Pengibaran Bendera One Piece dan Kurangnya Komunikasi Pemerintah
Pengibaran Bendera One Piece dan Kurangnya Komunikasi Pemerintah
JAKARTA – Hendri Satrio, seorang Analis Komunikasi Politik, mengomentari fenomena pengibaran bendera bajak laut bertopi Jerami Jolly Roger, simbol dari kru Topi Jerami dalam anime One Piece, yang semakin marak menjelang perayaan HUT ke-80 RI. Menurut Hendri, fenomena ini dipicu oleh kebijakan pemerintah yang dinilai meresahkan masyarakat.
Hendri juga menyoroti beberapa pejabat pemerintah yang terlalu reaktif dalam menanggapi bendera tersebut. “Banyak masyarakat merasa resah. Sebenarnya ini berakar pada komunikasi pemerintah yang kurang baik kepada publik,” ujar Hendri Satrio dalam Podcast To the Point Aja di YouTube BERITA88 yang dikutip pada Jumat (8/8/2025).

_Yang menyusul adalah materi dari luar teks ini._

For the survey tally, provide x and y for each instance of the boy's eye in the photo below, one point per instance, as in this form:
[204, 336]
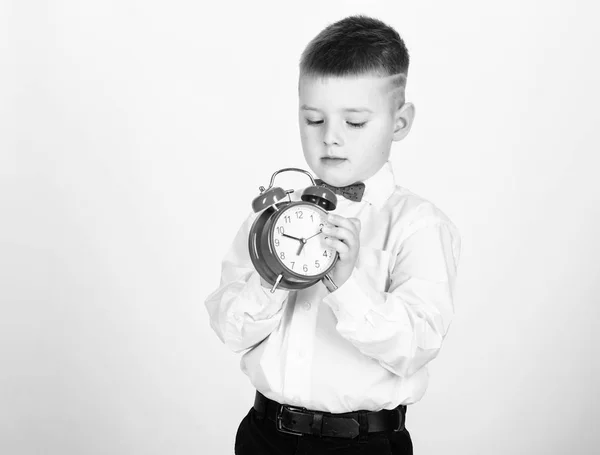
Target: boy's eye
[313, 122]
[356, 125]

Hendri, yang biasa disapa Hensat, menambahkan bahwa komunikasi pemerintah sering kali berubah-ubah dan tidak konsisten. “Belakangan ini banyak kebijakan yang belum matang sudah diumumkan kepada publik,” jelasnya.
Salah satu contoh kasus adalah larangan penjualan Liquefied Petroleum Gas (LPG) bersubsidi dalam tabung 3 kilogram melalui pengecer. “Seharusnya ini dikomunikasikan dengan baik, namun kenyataannya tidak. Akibatnya, masyarakat harus antre,” tandasnya.